From Airy-Fairy to Yummy Mummy: A Journey Through Our Favourite Rhyming Phrases
Reduplication of vowel variation, that’s how the Oxford English Dictionary describes the kind of rhyming, near-rhyming and reverberating expressions that occupy a big part of this book.
Reduplicated words often have one word that supplies the basic sense and a rhyming, frequently meaningless word that provides emphasis (super-duper, herky-jerky). Other reduplications are repetitions for emphasis or provide subtle changes of meaning (kissy-kissy, hush-hush), and those with two meaningful parts (flower-power, sing-song) or at least once-meaningful bribble-brabble, hockerty-cockerty).
Other terms with rhyming parts but not strictly reduplications snuck in simply because they entertain and intrigue (hoppo-bumpo, skew-whiff). English is incorrigible for inventing rhymes that are a bit nonsensical. Perhaps because of this, many of the terms included here mean just that – nonsense. Try, in alphabetical order, blibber-blabber, claptrap, flim-flam, hocus-pocus, phony-baloney, twiddle-twaddle, whim-wham.

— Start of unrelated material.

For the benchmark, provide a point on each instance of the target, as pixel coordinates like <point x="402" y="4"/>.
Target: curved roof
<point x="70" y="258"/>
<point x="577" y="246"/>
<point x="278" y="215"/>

The redoubled form is particularly useful in expressing a few other ideas: put-downs, ranging from the mildly scoffing to the contemptuous (fuddy-duddy); possibly dubious activities (rumpy-pumpy); and spirited disorder (holus-bolus). “H” and “T” are particularly useful letters for rhyming reduplications. One suspects the scoffing power of aspiration – “Hah!” or “Tsk!” – followed by the music of repetition deeply engages the listening parts of the brain. More than 200 terms are here for you to enjoy and expand your word power, each explained by its history and use, and an example is given from recent employment in mainstream media.